His yellow scarf fluttered in the vacuum’s mockery of wind, the star-shaped tip glowing like a passive-aggressive reminder he wasn’t technically supposed to be there. He ignored it. The comet-fish nipped at his line, and this time, he broke his silence. “You’re not a minnow.” The creature responded with a raspberry of ionized gas before fleeing. Commitment issues, even in celestial wildlife.
He adjusted his hat, its dark purple brim crowded with flowers plucked from alien worlds—defiantly alive despite the vacuum. The sun-shaped bloom from Moomintroll glowed softly, and Snufkin’s chest tightened. Stupid solar himbo, he thought, scowling at the memory of sunshine grins that lit galaxies. Rude, really, to be that charming.
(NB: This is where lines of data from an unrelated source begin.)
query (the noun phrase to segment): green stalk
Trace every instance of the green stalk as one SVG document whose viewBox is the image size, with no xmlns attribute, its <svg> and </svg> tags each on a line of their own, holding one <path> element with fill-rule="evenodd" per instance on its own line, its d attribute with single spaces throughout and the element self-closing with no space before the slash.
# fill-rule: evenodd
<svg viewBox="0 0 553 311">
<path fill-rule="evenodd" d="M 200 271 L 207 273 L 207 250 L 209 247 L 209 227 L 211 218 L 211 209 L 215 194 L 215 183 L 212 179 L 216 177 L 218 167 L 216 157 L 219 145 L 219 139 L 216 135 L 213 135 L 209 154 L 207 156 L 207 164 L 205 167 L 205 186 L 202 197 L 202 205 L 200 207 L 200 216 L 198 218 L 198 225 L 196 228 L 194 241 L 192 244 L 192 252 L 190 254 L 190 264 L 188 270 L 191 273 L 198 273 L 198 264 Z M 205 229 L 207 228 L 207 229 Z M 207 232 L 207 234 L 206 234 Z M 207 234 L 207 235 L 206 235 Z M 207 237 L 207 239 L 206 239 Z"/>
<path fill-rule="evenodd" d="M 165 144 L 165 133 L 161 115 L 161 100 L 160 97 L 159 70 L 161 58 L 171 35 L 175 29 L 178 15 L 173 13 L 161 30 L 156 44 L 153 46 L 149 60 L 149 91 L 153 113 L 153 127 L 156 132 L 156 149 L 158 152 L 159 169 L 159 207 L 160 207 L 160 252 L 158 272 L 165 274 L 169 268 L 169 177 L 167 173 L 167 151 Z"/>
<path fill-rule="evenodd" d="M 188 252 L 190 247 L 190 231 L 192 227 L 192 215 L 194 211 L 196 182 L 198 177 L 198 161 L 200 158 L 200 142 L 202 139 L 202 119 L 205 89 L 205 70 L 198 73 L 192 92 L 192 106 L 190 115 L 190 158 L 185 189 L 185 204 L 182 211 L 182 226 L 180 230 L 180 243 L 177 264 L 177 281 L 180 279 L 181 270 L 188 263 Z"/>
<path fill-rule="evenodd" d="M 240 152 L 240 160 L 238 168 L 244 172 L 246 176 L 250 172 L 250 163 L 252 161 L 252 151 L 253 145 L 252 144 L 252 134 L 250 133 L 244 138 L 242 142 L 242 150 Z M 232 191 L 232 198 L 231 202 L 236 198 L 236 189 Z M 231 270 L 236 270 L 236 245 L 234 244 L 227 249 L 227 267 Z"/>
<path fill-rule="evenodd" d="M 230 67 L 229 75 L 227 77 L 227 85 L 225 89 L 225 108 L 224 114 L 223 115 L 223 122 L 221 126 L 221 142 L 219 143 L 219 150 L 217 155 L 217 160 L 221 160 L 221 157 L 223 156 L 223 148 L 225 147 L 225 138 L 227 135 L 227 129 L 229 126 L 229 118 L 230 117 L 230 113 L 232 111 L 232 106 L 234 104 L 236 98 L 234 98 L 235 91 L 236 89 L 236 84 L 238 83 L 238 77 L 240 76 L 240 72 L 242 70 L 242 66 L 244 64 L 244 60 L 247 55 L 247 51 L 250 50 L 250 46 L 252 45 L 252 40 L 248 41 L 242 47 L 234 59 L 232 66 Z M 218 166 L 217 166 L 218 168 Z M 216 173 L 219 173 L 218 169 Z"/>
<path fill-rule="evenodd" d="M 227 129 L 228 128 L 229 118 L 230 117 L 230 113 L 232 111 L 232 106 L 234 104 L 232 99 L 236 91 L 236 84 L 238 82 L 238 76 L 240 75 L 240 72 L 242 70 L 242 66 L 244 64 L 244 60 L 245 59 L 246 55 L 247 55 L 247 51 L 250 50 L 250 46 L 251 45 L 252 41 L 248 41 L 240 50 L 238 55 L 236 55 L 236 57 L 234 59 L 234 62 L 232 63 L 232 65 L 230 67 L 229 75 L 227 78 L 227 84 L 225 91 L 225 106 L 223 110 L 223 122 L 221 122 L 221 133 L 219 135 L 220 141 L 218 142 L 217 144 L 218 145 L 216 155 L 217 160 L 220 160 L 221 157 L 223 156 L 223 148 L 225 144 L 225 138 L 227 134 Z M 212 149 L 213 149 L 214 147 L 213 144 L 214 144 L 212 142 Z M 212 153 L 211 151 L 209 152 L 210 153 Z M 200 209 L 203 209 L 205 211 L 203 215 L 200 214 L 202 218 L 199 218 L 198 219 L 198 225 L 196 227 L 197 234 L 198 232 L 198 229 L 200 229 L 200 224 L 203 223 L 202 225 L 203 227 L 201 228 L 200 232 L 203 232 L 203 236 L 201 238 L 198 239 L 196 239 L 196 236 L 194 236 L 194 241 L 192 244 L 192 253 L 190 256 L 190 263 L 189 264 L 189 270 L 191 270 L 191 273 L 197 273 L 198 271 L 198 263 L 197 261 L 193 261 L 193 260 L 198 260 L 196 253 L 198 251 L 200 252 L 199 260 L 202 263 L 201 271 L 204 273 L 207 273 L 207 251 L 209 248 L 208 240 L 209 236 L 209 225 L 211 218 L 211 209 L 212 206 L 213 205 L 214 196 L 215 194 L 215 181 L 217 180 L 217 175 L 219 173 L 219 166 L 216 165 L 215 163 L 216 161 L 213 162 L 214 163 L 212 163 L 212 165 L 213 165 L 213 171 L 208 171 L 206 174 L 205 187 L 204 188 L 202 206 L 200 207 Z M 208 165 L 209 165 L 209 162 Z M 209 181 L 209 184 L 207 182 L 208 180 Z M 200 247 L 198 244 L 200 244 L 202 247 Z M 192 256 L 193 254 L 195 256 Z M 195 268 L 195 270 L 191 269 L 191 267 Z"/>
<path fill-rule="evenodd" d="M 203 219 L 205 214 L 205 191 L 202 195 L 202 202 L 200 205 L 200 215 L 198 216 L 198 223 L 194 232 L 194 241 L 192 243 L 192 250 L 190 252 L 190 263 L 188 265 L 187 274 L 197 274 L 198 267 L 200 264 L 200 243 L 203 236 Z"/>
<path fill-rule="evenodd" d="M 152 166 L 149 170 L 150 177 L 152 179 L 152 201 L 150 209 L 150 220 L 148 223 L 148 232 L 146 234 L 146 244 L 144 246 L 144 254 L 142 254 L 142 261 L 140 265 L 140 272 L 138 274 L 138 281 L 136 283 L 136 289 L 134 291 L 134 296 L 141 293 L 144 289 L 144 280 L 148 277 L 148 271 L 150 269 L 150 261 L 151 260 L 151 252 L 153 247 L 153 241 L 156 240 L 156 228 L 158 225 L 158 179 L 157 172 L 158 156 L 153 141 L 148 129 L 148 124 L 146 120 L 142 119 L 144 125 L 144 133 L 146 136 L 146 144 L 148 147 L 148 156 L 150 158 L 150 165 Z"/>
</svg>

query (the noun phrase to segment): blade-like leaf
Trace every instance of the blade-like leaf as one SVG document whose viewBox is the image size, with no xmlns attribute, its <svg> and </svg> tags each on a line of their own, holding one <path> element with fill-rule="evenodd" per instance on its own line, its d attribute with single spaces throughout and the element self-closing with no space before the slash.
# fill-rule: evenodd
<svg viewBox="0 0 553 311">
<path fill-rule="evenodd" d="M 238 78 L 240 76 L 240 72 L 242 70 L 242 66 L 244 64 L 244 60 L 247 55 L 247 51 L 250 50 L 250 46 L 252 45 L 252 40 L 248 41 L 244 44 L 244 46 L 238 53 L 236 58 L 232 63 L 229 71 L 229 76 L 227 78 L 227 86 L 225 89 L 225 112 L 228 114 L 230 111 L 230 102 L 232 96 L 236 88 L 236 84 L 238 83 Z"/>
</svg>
A swarm of star-fragment fish swirled around his line, bioluminescent tails flickering like a rave hosted by bored supernovas. Snufkin sighed. If they wouldn’t cooperate, the least they could do was vibe to better music. He pulled out his harmonica, playing a melody that bent spacetime into a pretzel. The fish pulsed in rhythm—progress. Take that, laws of physics.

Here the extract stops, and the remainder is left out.